Archive for February, 2010

London Calling

Friday, February 26th, 2010 by Adrian Stevenson

“London calling to the faraway towns
Now war is declared – and battle come down
London calling to the underworld
Come out of the cupboard, you boys and girls”

‘London Calling’ by The Clash [rdf]. Lyrics by Joe Strummer [rdf], 1979

London was the centre of gravity for the global data Web on Wednesday 24th February 2010. Such was the sense of anticipation in the air at the ‘Linked Data Meetup 2’, it almost felt like we were waiting for the start of rock concert instead of a series of presentations, especially given the event was being held in the concert hall of the University of London Student’s Union, the same place I’ve seen one or two bands over the years. Over two hundred people had signed up to attend, and many had to be turned away.

Tom Heath from Talis was first up, and although he didn’t come on stage with a guitar or start singing, he did do a great job of meeting up to the moment, as did all the speakers on this really inspiring day. Tom was talking about the implications of Linked Data for application development, and he focussed on what he sees as the need for computing to move on from the all-pervasive metaphor of the document, if the true possibilities of the Web are to be realised. We tend to see the Web as a library of documents, but it has the power to be so much more. He thinks we should see the Web as something more like an ‘exploratorium’ of real things in the world. These things should all be given http URIs, and be connected by typed links. The power this brings is that applications are then able to grasp the meaning of what things are, and how they relate to each other. Applications can probe this global Web of Data, performing calculations, identifying correlations, and making decisions. The machine processing power we can apply behind this idea supercharges the Web way beyond what is possible currently with a library of documents. Yes, of course we are already doing this to an extent with data in conventional databases, but the Linked Data Web gives us the possibility to connect all data together and wrap it with meaning.

Tom gave some examples of what becomes possible, one of which he based around the concept of pebbledash. Some things we might associate with pebbledash include getting it repaired, weatherproofing, its cost, its removal, is colour, or whatever.
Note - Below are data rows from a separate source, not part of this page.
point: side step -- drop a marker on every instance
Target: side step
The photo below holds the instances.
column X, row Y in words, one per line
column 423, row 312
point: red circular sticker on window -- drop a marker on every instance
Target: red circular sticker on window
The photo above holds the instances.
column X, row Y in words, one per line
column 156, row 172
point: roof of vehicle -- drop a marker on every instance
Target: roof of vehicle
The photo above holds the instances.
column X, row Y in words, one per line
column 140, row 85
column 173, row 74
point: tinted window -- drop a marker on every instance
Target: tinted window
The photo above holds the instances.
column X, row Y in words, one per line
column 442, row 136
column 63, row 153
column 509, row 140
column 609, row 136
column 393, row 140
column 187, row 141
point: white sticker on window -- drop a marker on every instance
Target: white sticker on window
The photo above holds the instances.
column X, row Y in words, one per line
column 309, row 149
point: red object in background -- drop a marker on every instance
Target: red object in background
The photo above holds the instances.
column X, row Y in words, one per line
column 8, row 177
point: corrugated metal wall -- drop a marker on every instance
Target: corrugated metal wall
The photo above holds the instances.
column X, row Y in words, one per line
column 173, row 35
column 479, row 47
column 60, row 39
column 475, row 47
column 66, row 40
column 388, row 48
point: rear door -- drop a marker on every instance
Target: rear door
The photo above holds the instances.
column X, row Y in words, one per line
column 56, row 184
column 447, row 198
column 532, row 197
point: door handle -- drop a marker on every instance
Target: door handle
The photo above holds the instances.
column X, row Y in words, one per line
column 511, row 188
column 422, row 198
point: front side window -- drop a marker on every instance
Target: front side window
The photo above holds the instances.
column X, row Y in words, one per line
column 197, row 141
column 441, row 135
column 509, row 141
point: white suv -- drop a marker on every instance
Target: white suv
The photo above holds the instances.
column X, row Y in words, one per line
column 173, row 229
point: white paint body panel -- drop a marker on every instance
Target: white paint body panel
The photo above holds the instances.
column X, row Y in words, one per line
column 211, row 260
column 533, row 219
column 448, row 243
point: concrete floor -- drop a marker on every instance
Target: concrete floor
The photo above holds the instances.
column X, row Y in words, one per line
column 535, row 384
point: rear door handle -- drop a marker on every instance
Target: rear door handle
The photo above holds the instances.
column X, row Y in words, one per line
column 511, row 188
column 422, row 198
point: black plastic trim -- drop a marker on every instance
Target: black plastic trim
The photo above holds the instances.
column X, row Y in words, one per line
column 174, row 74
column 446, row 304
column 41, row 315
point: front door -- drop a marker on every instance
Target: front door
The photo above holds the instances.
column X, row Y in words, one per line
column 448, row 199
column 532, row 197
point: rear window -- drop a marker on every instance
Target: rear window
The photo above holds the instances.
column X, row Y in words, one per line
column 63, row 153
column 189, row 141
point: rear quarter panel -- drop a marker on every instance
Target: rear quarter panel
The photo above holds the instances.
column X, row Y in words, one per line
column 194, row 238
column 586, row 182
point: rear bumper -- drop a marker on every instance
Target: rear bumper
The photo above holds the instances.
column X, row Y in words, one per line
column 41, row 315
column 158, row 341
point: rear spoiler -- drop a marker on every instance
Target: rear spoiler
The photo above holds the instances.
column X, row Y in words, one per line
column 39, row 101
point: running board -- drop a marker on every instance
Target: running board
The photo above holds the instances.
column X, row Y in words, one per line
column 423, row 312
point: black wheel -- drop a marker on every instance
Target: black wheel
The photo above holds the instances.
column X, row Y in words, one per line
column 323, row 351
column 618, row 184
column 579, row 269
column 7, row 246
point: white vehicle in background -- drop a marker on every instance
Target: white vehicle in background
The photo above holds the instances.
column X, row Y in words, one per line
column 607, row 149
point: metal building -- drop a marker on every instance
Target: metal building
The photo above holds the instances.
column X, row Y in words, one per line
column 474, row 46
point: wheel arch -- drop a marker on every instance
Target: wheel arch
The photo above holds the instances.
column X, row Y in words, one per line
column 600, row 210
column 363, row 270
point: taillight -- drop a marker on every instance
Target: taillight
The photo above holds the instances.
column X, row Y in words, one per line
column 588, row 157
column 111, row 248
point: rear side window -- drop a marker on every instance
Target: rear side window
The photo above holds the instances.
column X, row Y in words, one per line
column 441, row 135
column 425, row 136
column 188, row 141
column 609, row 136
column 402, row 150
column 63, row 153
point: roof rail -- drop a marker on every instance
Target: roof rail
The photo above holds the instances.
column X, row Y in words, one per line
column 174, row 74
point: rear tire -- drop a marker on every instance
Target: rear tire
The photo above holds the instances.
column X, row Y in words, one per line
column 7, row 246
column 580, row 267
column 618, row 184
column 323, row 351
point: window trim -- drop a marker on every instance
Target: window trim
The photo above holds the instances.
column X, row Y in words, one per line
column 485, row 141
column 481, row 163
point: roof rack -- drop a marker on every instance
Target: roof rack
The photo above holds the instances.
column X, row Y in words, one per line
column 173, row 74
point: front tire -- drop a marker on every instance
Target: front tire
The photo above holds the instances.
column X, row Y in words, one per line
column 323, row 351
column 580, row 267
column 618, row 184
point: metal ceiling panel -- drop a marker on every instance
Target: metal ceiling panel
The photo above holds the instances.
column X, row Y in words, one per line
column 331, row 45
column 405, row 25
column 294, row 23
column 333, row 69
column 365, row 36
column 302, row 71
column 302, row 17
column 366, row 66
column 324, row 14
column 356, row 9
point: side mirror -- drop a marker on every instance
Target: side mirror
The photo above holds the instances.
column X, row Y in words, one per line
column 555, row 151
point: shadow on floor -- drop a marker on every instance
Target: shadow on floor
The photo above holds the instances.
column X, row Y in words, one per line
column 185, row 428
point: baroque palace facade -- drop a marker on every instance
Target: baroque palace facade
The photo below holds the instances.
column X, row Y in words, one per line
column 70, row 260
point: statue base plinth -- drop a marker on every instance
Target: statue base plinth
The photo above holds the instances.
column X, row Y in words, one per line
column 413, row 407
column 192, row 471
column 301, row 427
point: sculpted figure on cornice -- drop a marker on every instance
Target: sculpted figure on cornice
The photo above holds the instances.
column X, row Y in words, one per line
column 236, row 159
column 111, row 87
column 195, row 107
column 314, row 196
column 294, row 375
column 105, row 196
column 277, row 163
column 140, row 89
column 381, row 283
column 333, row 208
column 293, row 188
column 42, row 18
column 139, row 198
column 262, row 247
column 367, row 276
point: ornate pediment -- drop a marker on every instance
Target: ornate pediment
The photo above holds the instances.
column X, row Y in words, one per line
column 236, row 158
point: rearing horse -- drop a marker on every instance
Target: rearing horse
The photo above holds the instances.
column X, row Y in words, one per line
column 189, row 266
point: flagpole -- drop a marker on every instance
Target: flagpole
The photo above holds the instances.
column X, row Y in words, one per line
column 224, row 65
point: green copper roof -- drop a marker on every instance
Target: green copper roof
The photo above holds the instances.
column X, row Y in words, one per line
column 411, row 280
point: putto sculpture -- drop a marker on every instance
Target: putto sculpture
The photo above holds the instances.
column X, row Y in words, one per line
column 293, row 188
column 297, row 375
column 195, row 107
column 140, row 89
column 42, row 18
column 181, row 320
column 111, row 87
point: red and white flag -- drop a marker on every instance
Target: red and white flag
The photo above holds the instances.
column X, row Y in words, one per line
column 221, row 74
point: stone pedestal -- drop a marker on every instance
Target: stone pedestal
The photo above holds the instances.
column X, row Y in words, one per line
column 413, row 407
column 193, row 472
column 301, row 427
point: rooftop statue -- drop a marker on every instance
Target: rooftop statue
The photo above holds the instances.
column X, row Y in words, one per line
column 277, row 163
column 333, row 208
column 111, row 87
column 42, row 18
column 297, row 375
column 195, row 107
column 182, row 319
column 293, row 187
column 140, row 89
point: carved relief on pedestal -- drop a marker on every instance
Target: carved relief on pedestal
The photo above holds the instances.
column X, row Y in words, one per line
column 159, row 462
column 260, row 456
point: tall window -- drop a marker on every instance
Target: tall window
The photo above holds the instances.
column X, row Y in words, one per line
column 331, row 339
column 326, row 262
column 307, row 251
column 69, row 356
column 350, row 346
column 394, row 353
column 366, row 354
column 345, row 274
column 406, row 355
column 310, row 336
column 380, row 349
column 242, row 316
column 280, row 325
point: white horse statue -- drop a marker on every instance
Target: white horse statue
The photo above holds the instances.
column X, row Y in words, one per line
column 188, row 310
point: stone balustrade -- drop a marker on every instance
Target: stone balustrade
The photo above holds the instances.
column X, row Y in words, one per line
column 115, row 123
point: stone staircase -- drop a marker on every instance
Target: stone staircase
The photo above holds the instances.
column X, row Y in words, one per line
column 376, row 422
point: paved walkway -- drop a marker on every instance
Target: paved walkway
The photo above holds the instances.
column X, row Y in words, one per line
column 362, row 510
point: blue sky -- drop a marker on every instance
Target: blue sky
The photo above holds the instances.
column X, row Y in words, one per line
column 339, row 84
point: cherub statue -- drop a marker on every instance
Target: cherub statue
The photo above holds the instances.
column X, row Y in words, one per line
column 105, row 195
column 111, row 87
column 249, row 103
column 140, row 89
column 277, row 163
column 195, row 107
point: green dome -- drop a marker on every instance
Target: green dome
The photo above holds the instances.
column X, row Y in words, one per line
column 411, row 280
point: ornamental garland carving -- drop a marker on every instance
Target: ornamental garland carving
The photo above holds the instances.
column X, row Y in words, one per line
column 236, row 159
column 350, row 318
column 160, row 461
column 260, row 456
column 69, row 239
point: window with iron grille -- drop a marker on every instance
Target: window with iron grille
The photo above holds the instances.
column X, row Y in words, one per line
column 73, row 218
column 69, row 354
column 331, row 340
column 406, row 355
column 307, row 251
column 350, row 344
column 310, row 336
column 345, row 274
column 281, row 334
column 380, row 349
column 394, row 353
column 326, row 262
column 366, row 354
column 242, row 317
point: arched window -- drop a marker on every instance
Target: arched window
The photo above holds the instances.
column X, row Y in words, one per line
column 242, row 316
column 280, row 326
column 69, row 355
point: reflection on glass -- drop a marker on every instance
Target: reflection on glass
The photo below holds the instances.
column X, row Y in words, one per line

These concepts essentially exist in isolation on the library document Web as it is now, and we as humans have to explore by hand to make the connections ourselves. This is a time consuming, messy and error prone process. If the concepts existed in Linked Data form, the Web Exploratorium can bring these concepts together for us, promising faster, more complete and more accurate calculations. This means we can make better evaluations and more informed decisions. Tom left us with a provocative challenge – “if you don’t feel constrained by the document, then you’re not thinking hard enough”.

I caught up with Tom after his talk for a short interview:

Tom Scott from the BBC gave us a look at their Linked Data based wildlife finder. You can browse the BBC archives by meaning and concepts to build your own stories, and create journeys through the things that you care about. Wildlife programs tend to be based around particular animal behaviours, and they’ve been able to build pages around these concepts. All the resources have URLs, so if want to find out about the sounds that lions make, there’s an address for it. Some of the data is pulled in from other parts of the BBC, but much of it comes from outside sources, especially DBPedia. If the data needs editing, this is done on Wikipedia so the whole community benefits. I think Tom glossed over the problem of what happens when data gets vandalised, where basically, they just go back and correct it. There are real issues for Linked Data here. When someone goes to Wikipedia directly, they can make a judgement call on whether to trust the data. When it’s surfaced on the BBC website, it’s not clear that the data has been pulled in from external sources, but people will place trust in it because it’s on the website of a trusted organisation.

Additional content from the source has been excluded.